Evidence for abnormal glomerular permeability could not be established in this study, because none of the hypertensive pupils, including those with stage II HTN, had significant proteinuria and/or urinary RBCs. This may indicate that HTN was not long-standing at the time of the study or that the method used was not sensitive enough to detect abnormal glomerular permeability in HTN. Palatini et al. (
31) showed that young adults with stage I HTN and hyperfiltration developed microalbuminuria three times more often than normally filtrating patients after eight years of follow-up, supporting the argument that the impact of increased BP on renal structures depends not only on high BP levels, but also on how long the BP has been elevated (
14).
Trace proteinuria, a risk factor for ESRD (
32), was found in 9.1% of the hypertensive pupils.
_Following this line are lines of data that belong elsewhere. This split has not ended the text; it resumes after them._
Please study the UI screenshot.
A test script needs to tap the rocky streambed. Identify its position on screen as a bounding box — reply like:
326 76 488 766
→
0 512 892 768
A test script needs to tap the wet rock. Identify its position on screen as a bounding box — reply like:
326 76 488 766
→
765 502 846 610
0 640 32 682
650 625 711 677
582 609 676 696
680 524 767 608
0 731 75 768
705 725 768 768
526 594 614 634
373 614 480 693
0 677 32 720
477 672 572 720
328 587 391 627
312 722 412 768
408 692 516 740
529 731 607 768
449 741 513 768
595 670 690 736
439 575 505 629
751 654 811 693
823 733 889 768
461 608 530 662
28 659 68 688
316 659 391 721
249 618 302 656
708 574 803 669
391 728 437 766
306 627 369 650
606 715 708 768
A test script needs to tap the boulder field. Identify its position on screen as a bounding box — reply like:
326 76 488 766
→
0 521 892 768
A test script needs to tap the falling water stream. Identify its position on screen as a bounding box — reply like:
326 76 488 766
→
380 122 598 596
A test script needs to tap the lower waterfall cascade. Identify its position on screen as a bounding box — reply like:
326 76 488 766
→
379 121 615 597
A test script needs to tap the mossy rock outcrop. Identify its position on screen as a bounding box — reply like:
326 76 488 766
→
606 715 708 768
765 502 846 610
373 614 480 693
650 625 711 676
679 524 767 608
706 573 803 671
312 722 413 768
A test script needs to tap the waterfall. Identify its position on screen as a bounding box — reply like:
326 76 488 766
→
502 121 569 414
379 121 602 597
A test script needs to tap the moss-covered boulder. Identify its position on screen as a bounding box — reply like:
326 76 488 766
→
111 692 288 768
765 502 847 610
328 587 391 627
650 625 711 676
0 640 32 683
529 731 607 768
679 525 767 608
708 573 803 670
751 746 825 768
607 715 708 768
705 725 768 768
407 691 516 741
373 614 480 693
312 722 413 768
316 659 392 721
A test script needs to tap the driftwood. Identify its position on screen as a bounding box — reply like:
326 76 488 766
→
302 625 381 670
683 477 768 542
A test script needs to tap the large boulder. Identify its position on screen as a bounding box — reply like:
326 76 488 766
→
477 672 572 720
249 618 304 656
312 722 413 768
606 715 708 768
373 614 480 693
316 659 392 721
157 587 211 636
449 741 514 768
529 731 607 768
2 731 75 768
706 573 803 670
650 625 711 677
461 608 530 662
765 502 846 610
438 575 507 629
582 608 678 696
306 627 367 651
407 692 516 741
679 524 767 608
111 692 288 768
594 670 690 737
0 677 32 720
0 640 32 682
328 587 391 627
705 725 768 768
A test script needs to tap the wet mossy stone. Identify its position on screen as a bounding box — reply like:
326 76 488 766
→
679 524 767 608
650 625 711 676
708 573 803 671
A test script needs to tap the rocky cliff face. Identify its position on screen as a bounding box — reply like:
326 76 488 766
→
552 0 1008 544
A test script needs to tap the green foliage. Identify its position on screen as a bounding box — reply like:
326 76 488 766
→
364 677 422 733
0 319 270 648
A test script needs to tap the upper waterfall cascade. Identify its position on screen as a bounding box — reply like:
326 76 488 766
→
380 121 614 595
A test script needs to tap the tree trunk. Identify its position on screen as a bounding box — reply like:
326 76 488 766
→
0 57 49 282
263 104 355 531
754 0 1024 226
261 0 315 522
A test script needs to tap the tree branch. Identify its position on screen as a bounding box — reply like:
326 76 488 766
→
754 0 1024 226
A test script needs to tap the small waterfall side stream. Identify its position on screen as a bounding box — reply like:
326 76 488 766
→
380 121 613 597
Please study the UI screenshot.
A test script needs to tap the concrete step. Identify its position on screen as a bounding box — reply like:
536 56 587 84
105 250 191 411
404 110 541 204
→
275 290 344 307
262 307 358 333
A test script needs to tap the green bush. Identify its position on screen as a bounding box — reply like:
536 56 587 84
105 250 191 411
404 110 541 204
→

The pupils with trace proteinuria who were regarded as normal in this study may have had microalbuminuria, but the convention of regarding trace proteinuria as negative has the tendency to exclude a large number of people with microalbuminuria (
33). Trace proteinuria may serve as an important marker of microalbuminuria in both the general population and those at high risk of cardiovascular disease (
33). The dipstick test of ≥ +1 that is considered positive evidence of proteinuria has been reported as an unsuitable test in the general population because of its low sensitivity for urinary abnormalities (
34,
35). Trace proteinuria should therefore be an indication for exclusion of microalbuminuria in the hypertensive person. The dipstick test showing trace proteinuria may therefore be a useful tool for that purpose (
36-
38).
5.1. Conclusion
The burden of HTN was 2.5%, with high BP commonly found at normal BMI. Young females were more frequently hypertensive than male school children, indicating the need for routine BP checks in school-aged female children. Abnormal glomerular permeability was rare in the young hypertensive school children, suggesting either recent hypertension or an insufficiently sensitive evaluation method. Testing for microalbuminuria and a urine microscopy examination for RBCs and other urine sediments might be more informative and predictive with respect to abnormal glomerular permeability in hypertension.